Noch deutlicher als bei den Immeubles Villas wird das Prinzip des Luftschwamms
bei einem Projekt für vorstädtische Wohngebäude, die Le
Corbusier 'maisons alvéoles' nennt. Die mehrgeschossigen Häuser
sind in ganzer Tiefe von zweigeschossigen Gärten durchlöchert,
die jeweils mit einer ebenso großen zweigeschossigen Wohnung eine
Einheit bilden. Schachbrettartig wechseln sich volle und leere Volumen
miteinander ab. Die Gebäude sind mäanderförmige angelegt,
so daß sich das Wechselspiel von Voll und Leer in der Siedlungsform
wiederholt. Das Resultat dieser Form ist - so Le Corbusier: 'Die Sonne
dringt überall hin, ebenso die Luft.'
Das Prinzip der Auflockerung durch Luftwaben findet sich in dieser Zeit
bei fast allen seiner Entwürfen: Bei den Reihenhäusern für
Pessac von 1925 ebenso wie bei der Cité universitaire pour étudiants
von 1925, sozusagen einer horizontalen Wabenform, bei der die flächenhafte
Bebauung mit Lichthöfen aufgelockert ist, so daß Hofhäuser
entstehen. Und auch bei den Villen, bei dem zweiten Entwurf für die
Villa Meyer sowie bei der Villa Savoie, sind Luftwaben ein wichtiges Element
der Gebäudekonzeption. So beschreibt Le Corbusier in den 'Précisions'
von 1929 die Villa Savoie folgendermaßen: 'Die verschiedenen Zimmer,
die Beleuchtung und Aussicht durch das um das Haus herumlaufende Fenster
erhalten, führen strahlenförmig zu einem Hängegarten, der
gleichsam ein Verteiler von Licht und Sonne ist.Auf diesen Hängegarten
öffnen sich die Schiebeglaswände des Salons und mehrerer Zimmer
des Hauses: so kann also die Sonne bis ins Herz des Hauses gelangen....
Überall Luft und Licht.'
Die Faltung
So virtuos
Le Corbusier seine Idee des Luftschwamms bei unterschiedlichsten Gebäudetypen
anwendet, erweist sie sich doch für das Hochhaus als ungeeignet,
vor allem bei den Größendimensionen, die Le Corbusier dafür
vorschweben: Es soll bei einer Grundfläche von 150 m x 150 m 220
m hoch sein und bis zu 50.000 Angestellten Platz bieten. Durch diese unermeßliche
Größe ist das Problem der Beleuchtung und Belichtung nahezu
unlösbar geworden, denn der Außenflächenanteil je Raumeinheit
ist verschwindend gering. Durch die Vergrößerung des Volumens
reduziert sich der Anteil der Außenoberfläche, der je Raumeinheit
zur Verfügung steht. Immer weniger Fassadenfläche muß
immer mehr Innenraum belichten und belüften.
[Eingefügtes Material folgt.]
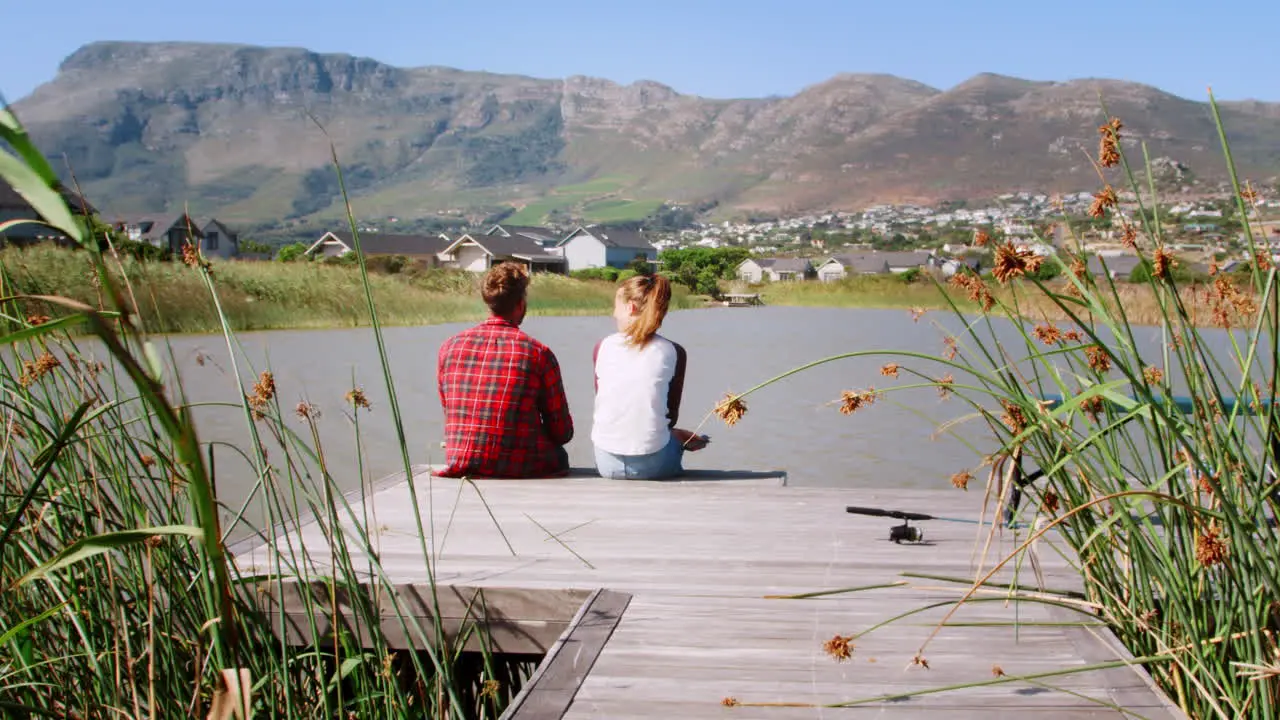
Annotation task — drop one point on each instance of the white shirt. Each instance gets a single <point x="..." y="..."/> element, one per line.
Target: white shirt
<point x="632" y="393"/>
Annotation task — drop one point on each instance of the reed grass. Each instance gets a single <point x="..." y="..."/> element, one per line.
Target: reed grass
<point x="1143" y="306"/>
<point x="256" y="296"/>
<point x="1161" y="464"/>
<point x="118" y="596"/>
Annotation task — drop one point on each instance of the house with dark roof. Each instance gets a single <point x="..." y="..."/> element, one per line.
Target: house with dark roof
<point x="219" y="241"/>
<point x="170" y="231"/>
<point x="545" y="237"/>
<point x="14" y="209"/>
<point x="478" y="253"/>
<point x="1118" y="267"/>
<point x="421" y="247"/>
<point x="775" y="269"/>
<point x="840" y="267"/>
<point x="598" y="246"/>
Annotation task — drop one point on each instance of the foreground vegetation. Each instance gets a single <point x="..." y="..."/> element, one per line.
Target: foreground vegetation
<point x="1157" y="466"/>
<point x="254" y="296"/>
<point x="1142" y="304"/>
<point x="118" y="595"/>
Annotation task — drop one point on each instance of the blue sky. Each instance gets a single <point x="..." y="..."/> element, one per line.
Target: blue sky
<point x="713" y="48"/>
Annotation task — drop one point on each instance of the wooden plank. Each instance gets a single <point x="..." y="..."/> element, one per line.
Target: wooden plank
<point x="699" y="559"/>
<point x="551" y="691"/>
<point x="515" y="620"/>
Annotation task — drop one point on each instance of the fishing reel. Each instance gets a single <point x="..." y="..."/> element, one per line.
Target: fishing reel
<point x="905" y="533"/>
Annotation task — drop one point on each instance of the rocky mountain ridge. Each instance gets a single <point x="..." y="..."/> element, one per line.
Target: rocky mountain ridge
<point x="236" y="130"/>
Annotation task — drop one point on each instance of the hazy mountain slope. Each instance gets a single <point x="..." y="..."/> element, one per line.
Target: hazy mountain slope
<point x="233" y="130"/>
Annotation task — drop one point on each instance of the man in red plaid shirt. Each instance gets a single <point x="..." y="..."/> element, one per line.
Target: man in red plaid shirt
<point x="504" y="409"/>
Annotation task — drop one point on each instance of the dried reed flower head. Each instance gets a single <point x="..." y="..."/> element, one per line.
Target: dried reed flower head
<point x="945" y="386"/>
<point x="1210" y="547"/>
<point x="306" y="410"/>
<point x="853" y="400"/>
<point x="839" y="647"/>
<point x="1247" y="192"/>
<point x="1098" y="359"/>
<point x="1128" y="235"/>
<point x="731" y="409"/>
<point x="1047" y="333"/>
<point x="1050" y="502"/>
<point x="357" y="400"/>
<point x="1011" y="263"/>
<point x="264" y="390"/>
<point x="41" y="367"/>
<point x="1109" y="141"/>
<point x="1104" y="200"/>
<point x="1092" y="406"/>
<point x="977" y="290"/>
<point x="1161" y="261"/>
<point x="16" y="429"/>
<point x="1014" y="418"/>
<point x="265" y="386"/>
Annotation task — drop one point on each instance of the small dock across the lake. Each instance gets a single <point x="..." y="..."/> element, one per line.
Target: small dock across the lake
<point x="661" y="598"/>
<point x="743" y="299"/>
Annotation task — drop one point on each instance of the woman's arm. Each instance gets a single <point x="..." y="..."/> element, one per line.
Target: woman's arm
<point x="677" y="387"/>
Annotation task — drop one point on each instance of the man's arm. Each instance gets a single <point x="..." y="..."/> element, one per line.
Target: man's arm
<point x="552" y="402"/>
<point x="439" y="370"/>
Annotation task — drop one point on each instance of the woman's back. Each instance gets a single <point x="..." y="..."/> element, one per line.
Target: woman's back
<point x="638" y="393"/>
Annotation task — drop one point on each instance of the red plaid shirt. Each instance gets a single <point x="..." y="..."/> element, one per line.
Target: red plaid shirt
<point x="504" y="409"/>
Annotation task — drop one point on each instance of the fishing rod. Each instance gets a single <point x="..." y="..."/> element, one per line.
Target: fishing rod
<point x="906" y="532"/>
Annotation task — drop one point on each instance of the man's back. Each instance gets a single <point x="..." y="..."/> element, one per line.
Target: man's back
<point x="504" y="408"/>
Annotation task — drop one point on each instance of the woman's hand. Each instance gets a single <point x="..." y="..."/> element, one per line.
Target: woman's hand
<point x="691" y="442"/>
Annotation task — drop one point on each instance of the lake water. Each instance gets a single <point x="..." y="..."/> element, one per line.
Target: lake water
<point x="794" y="424"/>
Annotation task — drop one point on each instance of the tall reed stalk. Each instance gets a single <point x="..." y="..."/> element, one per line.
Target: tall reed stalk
<point x="118" y="596"/>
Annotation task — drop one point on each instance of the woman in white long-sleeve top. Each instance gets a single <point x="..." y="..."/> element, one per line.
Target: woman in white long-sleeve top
<point x="639" y="379"/>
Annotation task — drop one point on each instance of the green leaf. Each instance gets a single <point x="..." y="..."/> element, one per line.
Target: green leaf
<point x="45" y="200"/>
<point x="17" y="137"/>
<point x="97" y="545"/>
<point x="9" y="634"/>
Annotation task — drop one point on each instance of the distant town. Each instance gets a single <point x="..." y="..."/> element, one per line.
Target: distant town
<point x="823" y="246"/>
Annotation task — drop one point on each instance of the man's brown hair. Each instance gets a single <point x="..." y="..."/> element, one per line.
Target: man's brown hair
<point x="504" y="286"/>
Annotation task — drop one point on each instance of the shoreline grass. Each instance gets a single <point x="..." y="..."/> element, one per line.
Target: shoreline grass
<point x="263" y="296"/>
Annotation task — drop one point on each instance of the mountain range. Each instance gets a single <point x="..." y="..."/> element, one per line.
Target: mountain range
<point x="237" y="131"/>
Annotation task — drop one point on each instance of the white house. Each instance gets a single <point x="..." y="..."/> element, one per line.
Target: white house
<point x="478" y="253"/>
<point x="775" y="269"/>
<point x="598" y="246"/>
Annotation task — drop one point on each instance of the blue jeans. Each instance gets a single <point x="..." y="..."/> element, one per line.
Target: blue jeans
<point x="666" y="463"/>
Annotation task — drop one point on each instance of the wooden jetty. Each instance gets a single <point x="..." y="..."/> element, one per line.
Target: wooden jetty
<point x="741" y="299"/>
<point x="659" y="598"/>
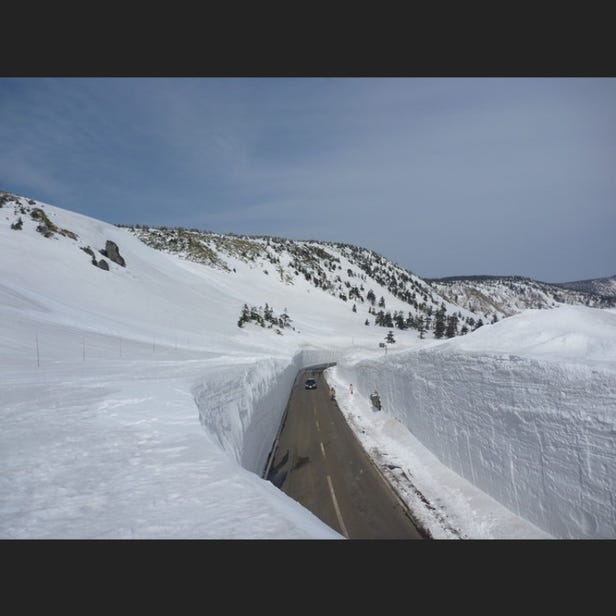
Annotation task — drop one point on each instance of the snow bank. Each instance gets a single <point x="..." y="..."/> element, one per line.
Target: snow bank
<point x="535" y="430"/>
<point x="242" y="407"/>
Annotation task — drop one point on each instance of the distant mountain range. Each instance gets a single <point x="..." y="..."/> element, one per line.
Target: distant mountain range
<point x="371" y="289"/>
<point x="496" y="297"/>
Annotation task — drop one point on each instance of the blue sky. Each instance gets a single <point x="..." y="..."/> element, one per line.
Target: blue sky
<point x="445" y="176"/>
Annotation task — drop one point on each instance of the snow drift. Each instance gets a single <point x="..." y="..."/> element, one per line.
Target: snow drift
<point x="525" y="410"/>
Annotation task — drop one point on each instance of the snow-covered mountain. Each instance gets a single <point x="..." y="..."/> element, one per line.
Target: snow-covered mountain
<point x="374" y="290"/>
<point x="496" y="297"/>
<point x="136" y="403"/>
<point x="598" y="286"/>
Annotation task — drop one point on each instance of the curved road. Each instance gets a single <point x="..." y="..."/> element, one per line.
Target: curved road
<point x="319" y="462"/>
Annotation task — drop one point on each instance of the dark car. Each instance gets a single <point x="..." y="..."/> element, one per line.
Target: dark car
<point x="310" y="384"/>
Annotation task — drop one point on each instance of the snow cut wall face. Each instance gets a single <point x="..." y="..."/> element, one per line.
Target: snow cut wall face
<point x="241" y="407"/>
<point x="537" y="436"/>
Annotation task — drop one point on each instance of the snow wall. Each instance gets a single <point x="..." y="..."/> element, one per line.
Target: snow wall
<point x="539" y="437"/>
<point x="241" y="407"/>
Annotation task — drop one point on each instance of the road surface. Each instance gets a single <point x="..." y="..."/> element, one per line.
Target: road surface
<point x="319" y="462"/>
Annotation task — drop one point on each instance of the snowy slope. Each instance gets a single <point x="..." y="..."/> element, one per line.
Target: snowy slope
<point x="132" y="405"/>
<point x="524" y="409"/>
<point x="497" y="297"/>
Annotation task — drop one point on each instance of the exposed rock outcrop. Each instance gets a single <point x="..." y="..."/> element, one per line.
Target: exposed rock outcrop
<point x="112" y="252"/>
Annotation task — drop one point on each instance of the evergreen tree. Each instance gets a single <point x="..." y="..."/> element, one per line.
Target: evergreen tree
<point x="421" y="326"/>
<point x="439" y="324"/>
<point x="452" y="326"/>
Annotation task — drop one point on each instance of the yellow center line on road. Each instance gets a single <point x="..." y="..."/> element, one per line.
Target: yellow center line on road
<point x="345" y="532"/>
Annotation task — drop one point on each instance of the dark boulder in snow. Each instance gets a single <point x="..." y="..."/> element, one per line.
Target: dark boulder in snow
<point x="112" y="252"/>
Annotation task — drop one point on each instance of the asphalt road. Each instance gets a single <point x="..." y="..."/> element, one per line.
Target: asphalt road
<point x="319" y="462"/>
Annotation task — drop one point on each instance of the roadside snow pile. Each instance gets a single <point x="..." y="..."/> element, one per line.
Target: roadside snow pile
<point x="524" y="409"/>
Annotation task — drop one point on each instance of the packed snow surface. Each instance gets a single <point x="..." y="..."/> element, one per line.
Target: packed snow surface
<point x="133" y="406"/>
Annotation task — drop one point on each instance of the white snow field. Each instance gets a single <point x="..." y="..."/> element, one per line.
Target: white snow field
<point x="133" y="406"/>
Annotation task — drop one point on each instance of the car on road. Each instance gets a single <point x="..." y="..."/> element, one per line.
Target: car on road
<point x="310" y="384"/>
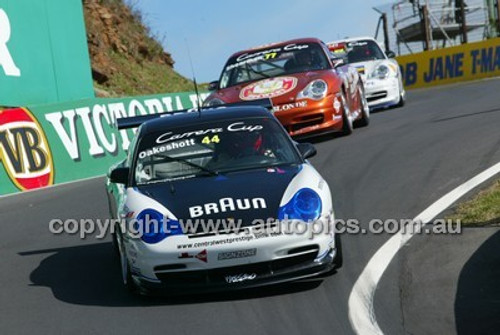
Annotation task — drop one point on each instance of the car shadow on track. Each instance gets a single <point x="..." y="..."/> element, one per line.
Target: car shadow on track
<point x="90" y="275"/>
<point x="477" y="302"/>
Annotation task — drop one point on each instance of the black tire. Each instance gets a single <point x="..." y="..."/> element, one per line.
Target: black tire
<point x="339" y="259"/>
<point x="126" y="274"/>
<point x="347" y="124"/>
<point x="365" y="110"/>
Rem Koolhaas beschreibt in seinem Buch Delirious New York diese geometrische
Eigenschaft sehr großer Gebäude und weist auf ihre gestalterischen
Implikationen hin: 'Die 'ehrliche' Fassade spricht über die Aktivitäten,
die sie verbirgt. Doch mathematisch gesehen vermehrt sich bei dem Wachsen
eines dreidimensionalen Objektes das Volumen in kubischen Sprüngen
und die umgebende Hülle nur in langsamer Oberflächenzunahme:
Immer weniger Oberfläche muß immer mehr innere Aktivität
repräsentieren. Jenseits eines kritischen Punktes zerbricht diese
Beziehung, das Gebäude wird zum Automonument.' Der Innenraum wird
unabhängig von der Fassade und somit auch vom Außenraum. Das
Resultat ist die völlige Künstlichkeit des Gebäudeinneren.
Doch diese
will Le Corbusier gerade vermeiden: 'Der Zweck des Wolkenkratzers: ...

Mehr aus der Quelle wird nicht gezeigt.